I never got through Democracy in America (one would think in retirement time would be plenty, but for me concentration has been diminishing). But I’d happened upon another passage by the wise Frenchman in Pipes Property and Freedom, one from Book IV, Ch 6. It reminds me of a Slovak friend, who said that descriptions of the 60’s to 90’s as oppressive weren’t true, at least for her; it was a time in which they were bound in a soft pillow and didn’t realize they weren’t free. Indeed, she saw that as not good, but she doesn’t seem to long for the freedom we value so highly, decades later, remarried to an American in her second (or third) phase of life.
This is from de Tocqueville on America as quoted by Pipes: “I have no fear they will meet with tyrants in their rulers, but rather with guardians.” Pipes says that he saw a kind of democratic depotism in which ‘”an innumerable multitude of men, all equal and all alike,” incessantly strive to pursue “the petty and paltry pleasures with which they glut their lives.” De Toqueville believes “such a government willingly labors but it chooses to be the sole and only arbiter of their happiness.” He argues that “‘the principle of equality has prepared men for these things’ and ‘oftentimes to look on them as benefits.'”
We can, I hope, be more optimistic about man’s desire for freedom, independence – it has been bred into us and our culture for the two centuries since and we’ve become cynical about those who want to soften our fates. But he certainly foresaw the stated goals of the welfare state: “After having thus taken each member of the community in its powerful grasp, and fashioned him at will, the supreme power then extends its arms over the whole community. It covers the surface of society with a network of small complicated rules, minute and uniform, through which the most original minds and the most energetic characters cannot penetrate, to raise above the crowd. The will of man is not shattered, but softened, bent and guided; men are seldom forced by it to act, but they are constantly restrained from acting: such a power does not destroy, but it prevents existence; it does not tyrannize, but it compresses, enervates, extinguishes, and stupefies a people, till each nation is reduced to be nothing better than a flock of timid and industrious animals, of which the government is the shepherd.”
Pipes’ penultimate chapter focuses on how the modern welfare state – with examples such as redistribution of property, forfeitures, entitlements, eminent domain etc. – limits and diminishes property rights and, thus, as the entire preceding arguments contend, freedom. The final chapter concludes with de Tocqueville, Pipes inserting one last question: “Is this what we want?”
David F: “Doesn’t appear to take an actual majority, just an aggressive and well-positioned minority.”
In an entirely different work-related context, a colleague once remarked that ‘A man with a plan can generally achieve at least part of what he is aiming for.’ Unfortunately, it seems that a plan which says ‘Please just leave me alone to get on with my own life’ is not robust enough.

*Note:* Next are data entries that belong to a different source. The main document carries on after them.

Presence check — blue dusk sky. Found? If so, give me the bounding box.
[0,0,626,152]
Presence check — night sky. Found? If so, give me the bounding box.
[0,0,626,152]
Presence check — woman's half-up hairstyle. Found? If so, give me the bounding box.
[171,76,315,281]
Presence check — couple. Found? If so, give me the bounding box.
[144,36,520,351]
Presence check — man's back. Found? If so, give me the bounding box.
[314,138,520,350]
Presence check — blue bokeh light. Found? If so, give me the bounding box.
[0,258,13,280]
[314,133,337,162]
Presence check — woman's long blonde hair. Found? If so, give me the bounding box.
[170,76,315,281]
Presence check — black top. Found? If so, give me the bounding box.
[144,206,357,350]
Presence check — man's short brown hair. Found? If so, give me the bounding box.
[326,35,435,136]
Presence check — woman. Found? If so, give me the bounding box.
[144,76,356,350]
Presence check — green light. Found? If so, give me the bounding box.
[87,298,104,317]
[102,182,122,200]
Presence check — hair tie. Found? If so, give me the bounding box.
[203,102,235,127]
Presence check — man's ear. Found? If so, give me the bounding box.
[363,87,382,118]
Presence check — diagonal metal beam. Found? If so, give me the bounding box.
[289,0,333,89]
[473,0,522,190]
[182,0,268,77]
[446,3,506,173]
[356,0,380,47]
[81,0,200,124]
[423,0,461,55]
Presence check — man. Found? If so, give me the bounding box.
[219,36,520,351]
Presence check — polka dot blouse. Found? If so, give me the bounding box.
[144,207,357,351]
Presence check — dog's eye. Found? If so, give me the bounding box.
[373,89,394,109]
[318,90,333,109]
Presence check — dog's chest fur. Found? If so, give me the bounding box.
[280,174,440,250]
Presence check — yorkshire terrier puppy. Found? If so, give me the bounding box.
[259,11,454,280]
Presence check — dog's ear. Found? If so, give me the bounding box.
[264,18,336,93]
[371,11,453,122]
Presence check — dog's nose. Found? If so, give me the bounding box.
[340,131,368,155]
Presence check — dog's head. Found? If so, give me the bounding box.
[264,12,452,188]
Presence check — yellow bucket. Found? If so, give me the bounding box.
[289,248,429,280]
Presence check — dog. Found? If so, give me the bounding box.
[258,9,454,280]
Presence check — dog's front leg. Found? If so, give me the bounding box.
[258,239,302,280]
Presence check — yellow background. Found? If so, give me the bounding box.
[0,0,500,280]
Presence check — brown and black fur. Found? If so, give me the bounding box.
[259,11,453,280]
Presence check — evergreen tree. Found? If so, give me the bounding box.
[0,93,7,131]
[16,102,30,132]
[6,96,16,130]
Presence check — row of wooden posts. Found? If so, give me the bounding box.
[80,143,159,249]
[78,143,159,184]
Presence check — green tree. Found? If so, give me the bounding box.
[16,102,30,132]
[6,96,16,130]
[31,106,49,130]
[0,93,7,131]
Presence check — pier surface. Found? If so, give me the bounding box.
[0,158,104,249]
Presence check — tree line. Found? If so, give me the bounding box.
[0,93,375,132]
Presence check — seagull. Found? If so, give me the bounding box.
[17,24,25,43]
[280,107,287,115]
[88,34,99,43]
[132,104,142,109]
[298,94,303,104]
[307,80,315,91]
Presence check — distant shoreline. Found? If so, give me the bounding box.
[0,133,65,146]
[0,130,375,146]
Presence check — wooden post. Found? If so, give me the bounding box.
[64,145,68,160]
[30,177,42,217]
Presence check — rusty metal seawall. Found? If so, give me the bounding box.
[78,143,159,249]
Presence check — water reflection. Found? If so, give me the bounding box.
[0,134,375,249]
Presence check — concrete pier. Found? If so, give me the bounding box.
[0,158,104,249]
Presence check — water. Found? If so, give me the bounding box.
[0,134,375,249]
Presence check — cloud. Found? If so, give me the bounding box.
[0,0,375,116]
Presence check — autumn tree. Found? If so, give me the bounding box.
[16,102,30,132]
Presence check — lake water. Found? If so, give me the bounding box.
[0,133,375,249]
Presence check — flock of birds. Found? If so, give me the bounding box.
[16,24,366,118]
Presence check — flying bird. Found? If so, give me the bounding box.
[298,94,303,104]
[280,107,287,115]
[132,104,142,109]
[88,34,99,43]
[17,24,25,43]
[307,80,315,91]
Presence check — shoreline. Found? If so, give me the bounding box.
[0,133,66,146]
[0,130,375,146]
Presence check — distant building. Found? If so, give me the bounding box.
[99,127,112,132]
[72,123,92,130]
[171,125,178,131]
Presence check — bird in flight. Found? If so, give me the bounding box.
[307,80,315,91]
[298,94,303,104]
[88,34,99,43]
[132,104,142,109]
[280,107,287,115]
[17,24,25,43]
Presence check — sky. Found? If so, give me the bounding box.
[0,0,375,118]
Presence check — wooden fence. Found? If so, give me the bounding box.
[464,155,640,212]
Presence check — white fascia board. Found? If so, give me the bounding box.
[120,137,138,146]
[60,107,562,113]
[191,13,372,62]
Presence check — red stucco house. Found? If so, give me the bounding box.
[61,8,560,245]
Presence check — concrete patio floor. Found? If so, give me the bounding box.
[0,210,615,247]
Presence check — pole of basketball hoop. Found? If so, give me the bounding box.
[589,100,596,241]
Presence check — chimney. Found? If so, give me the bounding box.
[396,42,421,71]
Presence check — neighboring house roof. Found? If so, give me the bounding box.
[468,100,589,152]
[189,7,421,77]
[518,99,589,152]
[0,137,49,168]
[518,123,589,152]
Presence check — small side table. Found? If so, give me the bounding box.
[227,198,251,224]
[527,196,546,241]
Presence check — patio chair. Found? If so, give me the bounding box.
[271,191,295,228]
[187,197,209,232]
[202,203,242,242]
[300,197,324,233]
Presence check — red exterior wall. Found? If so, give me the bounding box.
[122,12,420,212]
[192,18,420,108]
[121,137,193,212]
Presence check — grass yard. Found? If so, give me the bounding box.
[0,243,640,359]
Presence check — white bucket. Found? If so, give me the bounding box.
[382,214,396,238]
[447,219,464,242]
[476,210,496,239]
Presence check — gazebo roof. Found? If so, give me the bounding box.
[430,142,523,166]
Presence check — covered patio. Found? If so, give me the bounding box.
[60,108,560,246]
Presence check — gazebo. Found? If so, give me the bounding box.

The importance of a determined minority should never be underestimated. The Bolsheviks were a small minority in Russia — a minority even among the Communists. The voters in the UK who pushed through Brexit were a minority in the UK population, considering those Brits who chose not to vote. The proponents of Independence in the North American colonies were a minority, apparently amounting to only about one third of the then-population.
How to prevent a determined minority from taking over? Aye, there’s the rub.